I will prefer to have a compatibility fallback to people either with pre-2.0 video cards or running z64gl on Windows in GDI software mode for debugging video driver issues and glitches.
I see no need to support anything before OpenGL 2.0. PCs with these GPUs can't run it at fullspeed anyway and I don't think it can ever work in GDI software mode because z64gl uses shaders
So that's why I'm hesitant to try and fix z64/z64gl. It requires too much work. For the triangle code, the scaling doesn't even make sense imo. It's not accurate enough.
Would be better to rewrite, while using some of z64's concepts, such as chunk rendering. Replacing all edgewalker rendering, combiners,and the texture/tile/framebuffer cache would be nice and help with memory usage, especially if you use a hashtable library such as uthash. No doubt you could also do packing of tiles into one massive texture too.
Would be better to rewrite, while using some of z64's concepts, such as chunk rendering.
If i were to work on a video plugin, it will definitely be from scratch. However, before I am able to do that, I will have to experiment with different plugins. I'm very interested in figuring out why Rice's Video plugin is so fast. I also need to figure out a good way to profile API code, so that I can learn how to optimize it.
I actually like z64gl's framebuffer code. I get better performance in Mario Kart with z64gl than Glide64 while using fb emulation for the monitor. I'll have to see how he did that.
Didnt't framebuffer notification was used for that?
Didnt't framebuffer notification was used for that?
Yes.
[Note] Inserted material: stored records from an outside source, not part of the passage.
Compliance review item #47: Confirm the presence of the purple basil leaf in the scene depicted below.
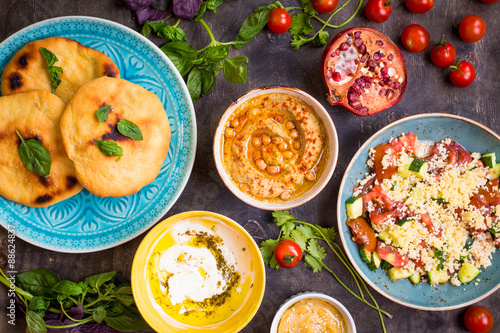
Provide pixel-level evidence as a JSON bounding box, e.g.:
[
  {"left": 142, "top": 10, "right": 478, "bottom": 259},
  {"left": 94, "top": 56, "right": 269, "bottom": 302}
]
[
  {"left": 174, "top": 0, "right": 202, "bottom": 20},
  {"left": 135, "top": 7, "right": 171, "bottom": 24},
  {"left": 125, "top": 0, "right": 154, "bottom": 10}
]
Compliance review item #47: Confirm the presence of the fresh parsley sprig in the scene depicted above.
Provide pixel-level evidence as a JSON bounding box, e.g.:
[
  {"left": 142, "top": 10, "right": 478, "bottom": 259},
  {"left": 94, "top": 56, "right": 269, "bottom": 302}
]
[{"left": 260, "top": 211, "right": 392, "bottom": 333}]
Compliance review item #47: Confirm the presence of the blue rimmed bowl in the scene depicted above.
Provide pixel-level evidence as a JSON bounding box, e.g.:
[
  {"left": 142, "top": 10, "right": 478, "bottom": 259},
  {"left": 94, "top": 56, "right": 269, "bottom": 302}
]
[{"left": 337, "top": 113, "right": 500, "bottom": 311}]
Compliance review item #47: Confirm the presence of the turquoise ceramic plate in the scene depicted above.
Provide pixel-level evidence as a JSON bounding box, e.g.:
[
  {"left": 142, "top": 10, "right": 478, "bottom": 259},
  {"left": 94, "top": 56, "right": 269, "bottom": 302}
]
[
  {"left": 337, "top": 113, "right": 500, "bottom": 311},
  {"left": 0, "top": 17, "right": 196, "bottom": 252}
]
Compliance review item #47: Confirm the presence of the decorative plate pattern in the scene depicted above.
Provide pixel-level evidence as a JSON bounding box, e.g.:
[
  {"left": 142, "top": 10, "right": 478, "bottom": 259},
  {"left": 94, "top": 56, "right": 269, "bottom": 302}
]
[
  {"left": 337, "top": 113, "right": 500, "bottom": 311},
  {"left": 0, "top": 16, "right": 196, "bottom": 253}
]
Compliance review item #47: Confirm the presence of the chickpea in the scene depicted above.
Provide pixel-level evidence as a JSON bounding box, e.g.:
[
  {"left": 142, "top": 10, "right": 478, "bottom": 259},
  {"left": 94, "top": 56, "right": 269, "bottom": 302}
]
[
  {"left": 262, "top": 134, "right": 271, "bottom": 146},
  {"left": 252, "top": 150, "right": 262, "bottom": 161},
  {"left": 224, "top": 127, "right": 234, "bottom": 138},
  {"left": 280, "top": 191, "right": 292, "bottom": 200},
  {"left": 252, "top": 136, "right": 262, "bottom": 148},
  {"left": 306, "top": 171, "right": 316, "bottom": 182},
  {"left": 293, "top": 140, "right": 300, "bottom": 150},
  {"left": 255, "top": 158, "right": 267, "bottom": 170},
  {"left": 231, "top": 118, "right": 240, "bottom": 128},
  {"left": 266, "top": 165, "right": 280, "bottom": 175}
]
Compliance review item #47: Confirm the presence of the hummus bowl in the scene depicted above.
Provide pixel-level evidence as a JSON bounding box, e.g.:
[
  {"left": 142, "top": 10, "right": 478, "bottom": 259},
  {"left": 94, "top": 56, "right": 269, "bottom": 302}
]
[
  {"left": 131, "top": 211, "right": 265, "bottom": 333},
  {"left": 214, "top": 86, "right": 338, "bottom": 210}
]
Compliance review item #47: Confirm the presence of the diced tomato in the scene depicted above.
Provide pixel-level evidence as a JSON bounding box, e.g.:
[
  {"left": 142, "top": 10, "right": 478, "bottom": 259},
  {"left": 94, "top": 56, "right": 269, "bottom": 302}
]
[
  {"left": 377, "top": 241, "right": 409, "bottom": 268},
  {"left": 390, "top": 132, "right": 417, "bottom": 152},
  {"left": 420, "top": 214, "right": 443, "bottom": 238},
  {"left": 347, "top": 217, "right": 377, "bottom": 252}
]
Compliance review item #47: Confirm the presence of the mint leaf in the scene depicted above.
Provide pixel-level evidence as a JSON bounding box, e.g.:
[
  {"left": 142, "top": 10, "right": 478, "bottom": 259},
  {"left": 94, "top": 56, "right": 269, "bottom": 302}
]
[{"left": 95, "top": 105, "right": 111, "bottom": 123}]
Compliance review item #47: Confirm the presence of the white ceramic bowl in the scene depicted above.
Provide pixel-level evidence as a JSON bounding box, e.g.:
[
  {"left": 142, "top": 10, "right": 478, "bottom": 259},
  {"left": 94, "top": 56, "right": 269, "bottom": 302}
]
[
  {"left": 270, "top": 291, "right": 356, "bottom": 333},
  {"left": 214, "top": 86, "right": 339, "bottom": 210}
]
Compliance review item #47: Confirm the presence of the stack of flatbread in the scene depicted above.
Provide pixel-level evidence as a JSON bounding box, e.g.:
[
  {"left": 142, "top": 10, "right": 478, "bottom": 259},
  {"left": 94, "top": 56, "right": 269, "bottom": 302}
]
[{"left": 0, "top": 37, "right": 170, "bottom": 207}]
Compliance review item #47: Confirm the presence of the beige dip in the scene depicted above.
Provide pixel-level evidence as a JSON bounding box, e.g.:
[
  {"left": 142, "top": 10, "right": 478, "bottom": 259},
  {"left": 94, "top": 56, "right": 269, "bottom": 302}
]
[
  {"left": 278, "top": 298, "right": 347, "bottom": 333},
  {"left": 222, "top": 93, "right": 328, "bottom": 202}
]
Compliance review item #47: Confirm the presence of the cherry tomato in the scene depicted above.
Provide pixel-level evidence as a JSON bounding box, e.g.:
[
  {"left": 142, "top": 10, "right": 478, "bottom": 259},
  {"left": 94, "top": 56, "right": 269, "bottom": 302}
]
[
  {"left": 274, "top": 239, "right": 302, "bottom": 268},
  {"left": 401, "top": 24, "right": 431, "bottom": 53},
  {"left": 365, "top": 0, "right": 392, "bottom": 23},
  {"left": 458, "top": 15, "right": 486, "bottom": 43},
  {"left": 405, "top": 0, "right": 434, "bottom": 14},
  {"left": 450, "top": 61, "right": 476, "bottom": 88},
  {"left": 267, "top": 8, "right": 292, "bottom": 34},
  {"left": 313, "top": 0, "right": 339, "bottom": 14},
  {"left": 464, "top": 306, "right": 495, "bottom": 333},
  {"left": 431, "top": 35, "right": 457, "bottom": 67}
]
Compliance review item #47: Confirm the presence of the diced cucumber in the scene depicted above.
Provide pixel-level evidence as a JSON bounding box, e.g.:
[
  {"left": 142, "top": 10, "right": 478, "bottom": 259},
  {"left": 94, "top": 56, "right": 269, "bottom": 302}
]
[
  {"left": 427, "top": 270, "right": 450, "bottom": 284},
  {"left": 489, "top": 163, "right": 500, "bottom": 179},
  {"left": 388, "top": 267, "right": 412, "bottom": 281},
  {"left": 345, "top": 197, "right": 363, "bottom": 219},
  {"left": 458, "top": 262, "right": 481, "bottom": 283},
  {"left": 481, "top": 153, "right": 497, "bottom": 169},
  {"left": 359, "top": 244, "right": 372, "bottom": 264},
  {"left": 409, "top": 158, "right": 429, "bottom": 178},
  {"left": 410, "top": 272, "right": 420, "bottom": 284}
]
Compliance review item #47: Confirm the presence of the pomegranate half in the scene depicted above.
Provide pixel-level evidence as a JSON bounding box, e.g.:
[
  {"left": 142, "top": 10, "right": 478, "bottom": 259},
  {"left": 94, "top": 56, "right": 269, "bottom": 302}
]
[{"left": 321, "top": 27, "right": 407, "bottom": 116}]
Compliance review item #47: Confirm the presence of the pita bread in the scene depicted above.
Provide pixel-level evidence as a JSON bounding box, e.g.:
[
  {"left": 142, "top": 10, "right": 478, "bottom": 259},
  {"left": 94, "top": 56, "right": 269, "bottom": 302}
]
[
  {"left": 61, "top": 77, "right": 170, "bottom": 197},
  {"left": 0, "top": 37, "right": 120, "bottom": 103},
  {"left": 0, "top": 91, "right": 82, "bottom": 207}
]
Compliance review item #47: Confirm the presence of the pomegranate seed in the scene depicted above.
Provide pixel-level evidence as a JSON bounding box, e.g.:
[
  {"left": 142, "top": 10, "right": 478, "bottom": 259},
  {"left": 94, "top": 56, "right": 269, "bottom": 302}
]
[{"left": 333, "top": 72, "right": 342, "bottom": 82}]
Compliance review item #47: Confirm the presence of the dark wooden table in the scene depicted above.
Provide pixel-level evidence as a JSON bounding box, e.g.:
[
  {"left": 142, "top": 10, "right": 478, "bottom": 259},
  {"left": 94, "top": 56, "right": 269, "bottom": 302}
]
[{"left": 0, "top": 0, "right": 500, "bottom": 333}]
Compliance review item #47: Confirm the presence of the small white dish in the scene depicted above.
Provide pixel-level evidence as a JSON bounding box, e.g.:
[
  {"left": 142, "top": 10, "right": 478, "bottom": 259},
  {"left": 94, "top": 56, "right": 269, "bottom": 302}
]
[
  {"left": 270, "top": 291, "right": 356, "bottom": 333},
  {"left": 214, "top": 86, "right": 339, "bottom": 210}
]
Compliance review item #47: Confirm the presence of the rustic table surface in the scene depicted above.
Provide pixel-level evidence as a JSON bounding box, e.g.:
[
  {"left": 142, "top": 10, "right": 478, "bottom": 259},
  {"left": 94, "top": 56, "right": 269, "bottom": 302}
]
[{"left": 0, "top": 0, "right": 500, "bottom": 333}]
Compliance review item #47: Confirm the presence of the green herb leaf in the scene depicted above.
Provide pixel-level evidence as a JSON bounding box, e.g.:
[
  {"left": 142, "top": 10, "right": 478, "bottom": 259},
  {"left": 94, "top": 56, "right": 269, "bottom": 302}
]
[
  {"left": 116, "top": 119, "right": 143, "bottom": 141},
  {"left": 40, "top": 47, "right": 63, "bottom": 93},
  {"left": 161, "top": 42, "right": 198, "bottom": 76},
  {"left": 290, "top": 12, "right": 314, "bottom": 35},
  {"left": 233, "top": 1, "right": 284, "bottom": 50},
  {"left": 26, "top": 311, "right": 47, "bottom": 333},
  {"left": 304, "top": 254, "right": 323, "bottom": 273},
  {"left": 52, "top": 280, "right": 82, "bottom": 296},
  {"left": 92, "top": 305, "right": 106, "bottom": 324},
  {"left": 223, "top": 56, "right": 248, "bottom": 84},
  {"left": 16, "top": 130, "right": 52, "bottom": 177},
  {"left": 95, "top": 105, "right": 111, "bottom": 124},
  {"left": 16, "top": 268, "right": 61, "bottom": 299},
  {"left": 94, "top": 140, "right": 123, "bottom": 162}
]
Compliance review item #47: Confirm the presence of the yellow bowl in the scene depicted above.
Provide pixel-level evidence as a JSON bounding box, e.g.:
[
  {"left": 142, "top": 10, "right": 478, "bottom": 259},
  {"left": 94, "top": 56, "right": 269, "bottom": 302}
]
[{"left": 131, "top": 211, "right": 265, "bottom": 333}]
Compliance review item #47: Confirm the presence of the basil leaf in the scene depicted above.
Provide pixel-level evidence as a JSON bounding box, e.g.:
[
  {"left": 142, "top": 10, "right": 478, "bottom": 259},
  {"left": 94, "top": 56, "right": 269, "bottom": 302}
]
[
  {"left": 94, "top": 140, "right": 123, "bottom": 162},
  {"left": 95, "top": 105, "right": 111, "bottom": 124},
  {"left": 16, "top": 130, "right": 52, "bottom": 177},
  {"left": 186, "top": 67, "right": 202, "bottom": 102},
  {"left": 40, "top": 47, "right": 63, "bottom": 93},
  {"left": 233, "top": 1, "right": 284, "bottom": 50},
  {"left": 116, "top": 119, "right": 143, "bottom": 141},
  {"left": 52, "top": 280, "right": 82, "bottom": 296},
  {"left": 223, "top": 56, "right": 248, "bottom": 83}
]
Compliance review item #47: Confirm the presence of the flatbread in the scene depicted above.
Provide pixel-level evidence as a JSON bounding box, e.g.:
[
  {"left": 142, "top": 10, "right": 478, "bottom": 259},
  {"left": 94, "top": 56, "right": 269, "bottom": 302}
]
[
  {"left": 0, "top": 37, "right": 120, "bottom": 103},
  {"left": 61, "top": 77, "right": 170, "bottom": 197},
  {"left": 0, "top": 91, "right": 82, "bottom": 207}
]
The difference between z64gl and Glide64 is that it uses glReadPixels to copy the video memory over to RAM. That's what makes it faster than Glide64's method.
This is currently WIP I want to upload it when I finished cleaning the code. I'm planning to integrate angrylion's plugin and support both hardware and software rendering. There should be as much common code as possible. The plugin already shows improvements. The crash in Glover is gone and textures in Chopper attack are fixed. The problem is that correct code can cause bugs because another part of the plugin relies on incorrect results. Some textures are buggy in this branch.
@LegendOfDragoon you said you are interested in development. I think you should know in which direction I want to move this.